Agency officials required that Dow Chemical (NYSE:DOW) pay for cleanup at the park — 15 miles downstream from the company’s Midland plant — where flooding from the Tittabawassee River has deposited dioxin-contaminated sediments. The park had been identified by state officials as a top clean-up priority and designated “time critical” by the EPA after dioxin contamination at levels as high as 5,900 parts per trillion was found there. Federal law requires cleanup of contamination at 1,000 ppt.
EPA officials say that picnic tables have been painted, playground equipment has been washed and 17,370 tons of dioxin-contaminated soil has been removed and dumped at Waste Management’s People’s landfill in Birch Run. Grasses and native plants have been planted in areas that have been covered in new, uncontaminated soil. Officials say that gates are in place at the park to block access by the public until the new vegetation becomes established. The park is expected to reopen on Aug. 15.
Brian Schlieger, on-site coordinator for EPA, said that sampling of the area around the park revealed hot spots of contamination at 1,000 and 2,000 ppt at the River Forest condominium complex to the west of the park and at other residential properties to the east of the park.
At these residential areas, Schlieger said, Dow ended up developing barrier controls. In one case excavating and replacing with clean fill. In another, barrier fabric with a rock covering was laid down.
Schlieger estimated that the West Michigan Park area cleanup would cost Dow around $1.5 million.
EPA is negotiating with Dow Chemical to establish a framework for cleaning up the dioxin contamination that extends from Dow’s Midland complex, through the Tittabawassee and Saginaw rivers and into Lake Huron’s Saginaw Bay.

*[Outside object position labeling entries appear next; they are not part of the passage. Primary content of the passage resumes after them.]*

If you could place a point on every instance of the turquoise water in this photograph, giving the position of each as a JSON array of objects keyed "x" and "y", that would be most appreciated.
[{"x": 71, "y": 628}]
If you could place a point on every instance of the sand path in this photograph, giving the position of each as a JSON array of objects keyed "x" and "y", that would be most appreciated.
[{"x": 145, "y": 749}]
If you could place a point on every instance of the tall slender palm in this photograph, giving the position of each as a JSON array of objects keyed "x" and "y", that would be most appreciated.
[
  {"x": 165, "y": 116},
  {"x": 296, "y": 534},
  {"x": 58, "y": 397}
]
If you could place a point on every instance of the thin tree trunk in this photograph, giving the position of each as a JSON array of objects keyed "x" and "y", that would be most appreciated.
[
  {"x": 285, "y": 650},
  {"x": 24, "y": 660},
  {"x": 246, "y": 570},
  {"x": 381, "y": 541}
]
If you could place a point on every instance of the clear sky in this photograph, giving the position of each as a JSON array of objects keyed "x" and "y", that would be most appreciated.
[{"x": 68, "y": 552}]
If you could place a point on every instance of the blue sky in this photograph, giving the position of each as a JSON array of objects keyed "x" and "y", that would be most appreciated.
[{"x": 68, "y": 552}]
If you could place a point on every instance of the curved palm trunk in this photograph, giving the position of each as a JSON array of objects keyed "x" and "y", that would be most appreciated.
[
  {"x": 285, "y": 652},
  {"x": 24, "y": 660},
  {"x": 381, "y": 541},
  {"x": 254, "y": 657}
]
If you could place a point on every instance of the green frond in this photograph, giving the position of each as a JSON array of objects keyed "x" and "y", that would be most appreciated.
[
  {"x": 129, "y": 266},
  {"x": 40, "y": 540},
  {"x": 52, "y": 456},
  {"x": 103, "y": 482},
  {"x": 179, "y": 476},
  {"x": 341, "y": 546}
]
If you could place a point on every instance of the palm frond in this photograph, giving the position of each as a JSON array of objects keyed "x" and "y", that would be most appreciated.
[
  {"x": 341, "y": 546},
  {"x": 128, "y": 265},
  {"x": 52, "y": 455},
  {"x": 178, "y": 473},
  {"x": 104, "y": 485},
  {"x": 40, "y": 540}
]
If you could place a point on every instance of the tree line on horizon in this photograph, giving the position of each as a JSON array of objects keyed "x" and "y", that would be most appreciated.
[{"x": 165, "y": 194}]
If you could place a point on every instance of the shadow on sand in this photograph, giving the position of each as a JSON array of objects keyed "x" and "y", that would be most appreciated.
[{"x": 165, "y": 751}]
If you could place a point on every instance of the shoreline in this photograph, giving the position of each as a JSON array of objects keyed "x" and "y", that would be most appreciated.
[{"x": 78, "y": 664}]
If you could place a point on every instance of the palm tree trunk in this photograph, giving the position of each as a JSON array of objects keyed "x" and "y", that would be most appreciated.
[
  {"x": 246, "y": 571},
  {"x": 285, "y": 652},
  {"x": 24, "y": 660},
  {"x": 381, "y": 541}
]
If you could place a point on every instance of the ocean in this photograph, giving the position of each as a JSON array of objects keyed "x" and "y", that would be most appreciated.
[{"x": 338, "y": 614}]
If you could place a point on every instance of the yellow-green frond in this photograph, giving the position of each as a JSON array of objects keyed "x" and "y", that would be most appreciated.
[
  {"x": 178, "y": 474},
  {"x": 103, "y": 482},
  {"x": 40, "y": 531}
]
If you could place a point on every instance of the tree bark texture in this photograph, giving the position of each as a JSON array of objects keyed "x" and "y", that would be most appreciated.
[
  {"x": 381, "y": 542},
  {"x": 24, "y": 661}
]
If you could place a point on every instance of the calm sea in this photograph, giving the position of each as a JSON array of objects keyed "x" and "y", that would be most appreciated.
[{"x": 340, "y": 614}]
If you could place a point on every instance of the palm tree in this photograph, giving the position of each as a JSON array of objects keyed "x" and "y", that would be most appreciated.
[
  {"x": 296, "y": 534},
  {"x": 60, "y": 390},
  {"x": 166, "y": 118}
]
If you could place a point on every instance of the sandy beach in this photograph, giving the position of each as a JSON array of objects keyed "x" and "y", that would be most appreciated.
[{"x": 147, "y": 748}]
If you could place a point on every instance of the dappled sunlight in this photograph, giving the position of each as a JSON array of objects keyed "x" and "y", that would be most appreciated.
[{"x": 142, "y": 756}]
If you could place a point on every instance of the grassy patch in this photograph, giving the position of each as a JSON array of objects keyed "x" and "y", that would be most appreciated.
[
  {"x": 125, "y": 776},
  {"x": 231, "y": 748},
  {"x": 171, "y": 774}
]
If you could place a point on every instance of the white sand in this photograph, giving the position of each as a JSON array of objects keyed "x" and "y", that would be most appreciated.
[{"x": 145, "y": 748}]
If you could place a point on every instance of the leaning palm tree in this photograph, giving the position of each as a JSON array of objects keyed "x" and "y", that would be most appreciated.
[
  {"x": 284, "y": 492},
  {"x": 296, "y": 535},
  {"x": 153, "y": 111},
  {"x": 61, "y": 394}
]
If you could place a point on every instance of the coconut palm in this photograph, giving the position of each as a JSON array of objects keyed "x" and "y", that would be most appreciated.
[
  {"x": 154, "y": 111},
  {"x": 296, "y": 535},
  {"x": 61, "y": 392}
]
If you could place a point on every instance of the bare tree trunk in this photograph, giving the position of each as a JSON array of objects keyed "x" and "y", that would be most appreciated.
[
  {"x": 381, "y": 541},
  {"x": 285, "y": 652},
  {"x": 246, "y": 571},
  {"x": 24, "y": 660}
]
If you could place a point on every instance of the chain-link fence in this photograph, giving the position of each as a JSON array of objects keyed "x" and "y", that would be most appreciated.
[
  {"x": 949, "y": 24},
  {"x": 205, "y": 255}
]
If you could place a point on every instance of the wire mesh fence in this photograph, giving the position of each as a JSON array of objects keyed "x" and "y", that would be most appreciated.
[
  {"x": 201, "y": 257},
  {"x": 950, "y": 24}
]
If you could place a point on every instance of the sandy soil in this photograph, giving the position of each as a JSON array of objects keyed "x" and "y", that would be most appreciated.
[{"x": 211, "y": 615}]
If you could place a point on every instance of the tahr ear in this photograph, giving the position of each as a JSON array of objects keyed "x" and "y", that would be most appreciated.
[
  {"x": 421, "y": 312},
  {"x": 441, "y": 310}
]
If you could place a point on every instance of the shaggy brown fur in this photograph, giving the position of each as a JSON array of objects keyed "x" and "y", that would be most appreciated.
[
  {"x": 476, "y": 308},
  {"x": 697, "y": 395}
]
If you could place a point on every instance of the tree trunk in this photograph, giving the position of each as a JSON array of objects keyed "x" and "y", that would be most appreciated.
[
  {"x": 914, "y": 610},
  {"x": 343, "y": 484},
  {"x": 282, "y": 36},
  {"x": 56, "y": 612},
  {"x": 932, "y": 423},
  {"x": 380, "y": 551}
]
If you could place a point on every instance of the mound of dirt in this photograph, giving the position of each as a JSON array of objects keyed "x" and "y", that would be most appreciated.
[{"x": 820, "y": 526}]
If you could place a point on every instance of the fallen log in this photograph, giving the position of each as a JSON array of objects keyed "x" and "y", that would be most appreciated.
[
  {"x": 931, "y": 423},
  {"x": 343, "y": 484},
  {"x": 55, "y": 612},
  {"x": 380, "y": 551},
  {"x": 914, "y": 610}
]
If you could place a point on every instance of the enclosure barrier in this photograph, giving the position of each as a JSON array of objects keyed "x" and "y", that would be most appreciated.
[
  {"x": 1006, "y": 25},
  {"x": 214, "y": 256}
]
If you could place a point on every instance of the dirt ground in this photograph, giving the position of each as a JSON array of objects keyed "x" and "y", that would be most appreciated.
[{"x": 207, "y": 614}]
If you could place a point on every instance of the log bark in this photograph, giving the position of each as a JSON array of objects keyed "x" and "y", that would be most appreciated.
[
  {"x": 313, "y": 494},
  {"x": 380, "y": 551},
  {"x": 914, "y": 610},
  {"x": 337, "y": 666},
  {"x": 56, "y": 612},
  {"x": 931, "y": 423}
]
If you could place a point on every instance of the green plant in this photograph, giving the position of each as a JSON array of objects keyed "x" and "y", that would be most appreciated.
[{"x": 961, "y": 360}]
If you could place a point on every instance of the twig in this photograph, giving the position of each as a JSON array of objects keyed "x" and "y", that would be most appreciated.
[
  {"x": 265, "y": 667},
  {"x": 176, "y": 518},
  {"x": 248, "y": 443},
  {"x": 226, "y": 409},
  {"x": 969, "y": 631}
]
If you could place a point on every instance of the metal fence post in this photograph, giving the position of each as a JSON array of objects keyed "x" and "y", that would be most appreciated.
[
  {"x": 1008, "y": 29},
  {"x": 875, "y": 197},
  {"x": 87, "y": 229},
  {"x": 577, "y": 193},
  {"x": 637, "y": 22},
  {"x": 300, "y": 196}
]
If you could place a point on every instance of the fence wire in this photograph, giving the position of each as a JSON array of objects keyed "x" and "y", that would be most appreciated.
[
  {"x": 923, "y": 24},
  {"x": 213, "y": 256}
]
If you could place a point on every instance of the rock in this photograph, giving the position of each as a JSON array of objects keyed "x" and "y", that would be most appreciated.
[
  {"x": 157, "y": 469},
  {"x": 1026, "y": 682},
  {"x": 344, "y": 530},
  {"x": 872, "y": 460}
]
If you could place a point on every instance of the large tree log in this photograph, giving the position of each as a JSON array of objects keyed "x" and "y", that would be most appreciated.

At a community meeting held by the agency in June, officials promised that although cleanup of the entire watershed is expected to stretch into 2018, the agency will order emergency cleanups in areas where people might be exposed to significant contamination.
The West Michigan Park cleanup is an example of this type of action.
In a statement this week, the agency said that July negotiations with Dow dealt with how to coordinate compliance with state and federal laws, how to organize existing information about the scope of the pollution in the watershed, how to divide the river up into manageable segments for conducting work and how to resolve disputes that arise during the cleanup process.
In the last month, EPA officials have established a field office in Saginaw, developed a online message board to update interested parties, and has called an Aug. 15 meeting to begin the process of establishing a citizen advisory group. The agency has also released details of its plan to monitor the municipal water systems for dioxin contamination.